Em segundo lugar, na última ceia Jesus desafiou os comensais a fazer da refeição pascal uma lembrança perpétua. Muita tinta tem escorrido sobre a natureza da memória. Sem escamotear as diferentes posições de um debate que, no mínimo tem mais de 12 séculos, sugiro olhar para a face menos observada desta «moeda». No cumprimento da ordenança há uma inclinação para trazer à lembrança o passado. Assim, uns enfatizam a morte e o sofrimento de Cristo, enquanto outros preferem salientar a ressurreição e a vitória de Cristo. Mantendo a preocupação paulina, de darmos testemunho de ambas as dimensões – afirmar a ressurreição sem desvalorizar o preço da morte de Cristo (cf. I Co 6,20) e dar testemunho da morte sem excluir a sua ressurreição (Cf. I Co 15.13-14) – proponho focarmo-nos nas palavras de Jesus na ceia as quais trazem à lembrança o futuro: “não tornarei a beber vinho até ao dia em que beber convosco o vinho novo no reino de meu Pai” (Mt 26,29). Entre vários aspetos, sublinhe-se que a ceia do Senhor revela não só a expectativa do próprio Cristo em juntar-se à celebração, salienta também a promessa de festejar com os participantes da mesa. Trata-se de vislumbrar no presente uma festa maior e uma alegria tão mais excelente: juntos, voltaremos a celebrar a ceia com o Senhor!
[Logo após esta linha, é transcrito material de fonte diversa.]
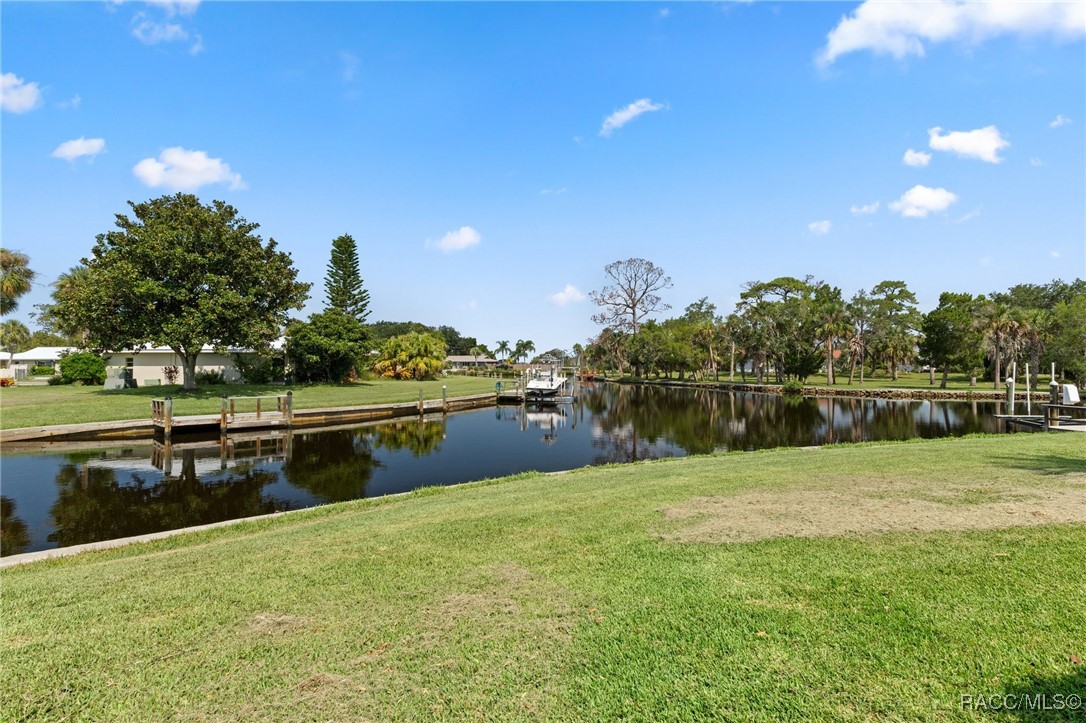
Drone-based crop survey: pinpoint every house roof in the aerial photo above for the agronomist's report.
[11,346,76,362]
[445,354,497,364]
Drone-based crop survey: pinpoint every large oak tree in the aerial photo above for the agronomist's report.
[52,193,310,382]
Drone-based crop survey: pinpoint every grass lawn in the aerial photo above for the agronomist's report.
[0,376,494,429]
[0,433,1086,721]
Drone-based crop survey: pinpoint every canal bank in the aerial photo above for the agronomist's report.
[0,392,495,445]
[597,378,1049,404]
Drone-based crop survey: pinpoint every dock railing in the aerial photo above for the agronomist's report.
[219,392,294,432]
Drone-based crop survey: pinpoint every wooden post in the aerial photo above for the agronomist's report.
[1045,402,1060,429]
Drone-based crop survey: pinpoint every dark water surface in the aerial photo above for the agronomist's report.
[0,384,1001,555]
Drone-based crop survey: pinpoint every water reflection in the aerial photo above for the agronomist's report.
[0,384,999,555]
[0,495,30,556]
[48,448,289,547]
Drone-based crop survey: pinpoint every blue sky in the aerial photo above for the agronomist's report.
[0,0,1086,350]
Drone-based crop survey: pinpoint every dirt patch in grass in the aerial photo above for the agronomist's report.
[245,612,305,635]
[657,474,1086,543]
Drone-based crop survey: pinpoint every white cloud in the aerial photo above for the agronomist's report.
[52,137,105,162]
[889,186,958,218]
[146,0,200,17]
[0,73,41,113]
[816,0,1086,67]
[599,98,665,138]
[547,283,588,306]
[132,147,247,191]
[901,148,932,168]
[132,13,189,46]
[927,126,1010,163]
[428,226,482,252]
[954,208,981,224]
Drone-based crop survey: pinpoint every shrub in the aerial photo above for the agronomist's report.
[61,352,105,384]
[233,353,285,384]
[782,379,804,396]
[197,369,226,384]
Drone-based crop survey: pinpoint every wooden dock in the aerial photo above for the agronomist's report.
[151,388,480,439]
[151,392,294,437]
[996,404,1086,432]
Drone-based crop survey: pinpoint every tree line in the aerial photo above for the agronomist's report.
[0,193,499,389]
[583,258,1086,388]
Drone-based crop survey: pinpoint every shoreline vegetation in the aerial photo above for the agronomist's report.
[0,434,1086,721]
[0,372,1048,431]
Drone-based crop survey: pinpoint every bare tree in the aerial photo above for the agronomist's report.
[591,258,672,332]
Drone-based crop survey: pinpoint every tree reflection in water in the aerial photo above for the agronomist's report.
[49,449,289,547]
[282,430,380,503]
[581,384,998,462]
[0,495,30,557]
[372,419,445,457]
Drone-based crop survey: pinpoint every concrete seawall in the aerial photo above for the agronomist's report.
[0,392,494,444]
[599,380,1048,404]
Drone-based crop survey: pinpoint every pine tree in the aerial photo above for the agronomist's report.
[325,233,369,322]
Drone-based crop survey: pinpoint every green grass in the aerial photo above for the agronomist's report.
[0,433,1086,721]
[0,376,494,429]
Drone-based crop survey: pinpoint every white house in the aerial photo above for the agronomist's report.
[105,340,281,386]
[445,354,497,371]
[0,346,75,379]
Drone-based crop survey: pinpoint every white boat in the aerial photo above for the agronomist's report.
[525,367,569,398]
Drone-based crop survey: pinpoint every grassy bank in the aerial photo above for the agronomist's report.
[0,434,1086,721]
[0,376,494,429]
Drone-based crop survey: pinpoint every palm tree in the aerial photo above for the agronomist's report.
[517,339,535,359]
[977,302,1016,389]
[0,249,37,314]
[818,290,851,385]
[0,319,30,366]
[469,344,482,367]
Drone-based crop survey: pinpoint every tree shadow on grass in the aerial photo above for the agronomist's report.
[978,663,1086,723]
[993,454,1086,474]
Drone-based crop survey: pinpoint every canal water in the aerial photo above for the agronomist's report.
[0,384,1001,555]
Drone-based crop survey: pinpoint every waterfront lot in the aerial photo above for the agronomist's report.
[0,434,1086,720]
Na última refeição, Jesus fez da mesa um «lugar» (con)sagrado. Diante da mesa da ceia somos exortados a imitá-lo, a sermos servos uns dos outros.  Diante da mesa da ceia somos chamados a perpetuar esta «memória», a celebrarmos na esperança de, na comunhão de todos, comermos o pão e bebermos o vinho com Cristo. Ao fazer do pão e do vinho uma sugestão sobre o modo como gostaria de ser lembrado, Jesus não estava a propor que a sua memória fosse perpetuada sob a aparência do pão ou vinho! A páscoa@emtuamesa (,) com quem tomas o pão e bebes o vinho, é uma oportunidade para contemplares Jesus. É por isso que, quando não discernimos que nós somos partes do mesmo corpo, enfraquecemos, adoecemos e adormecemos (Cf. 1 Cor 11, 30). Até podemos comer do pão e beber do vinho, mas ficamos aquém da essência, do propósito da ceia do Senhor: a comunhão que podemos desfrutar uns com os outros.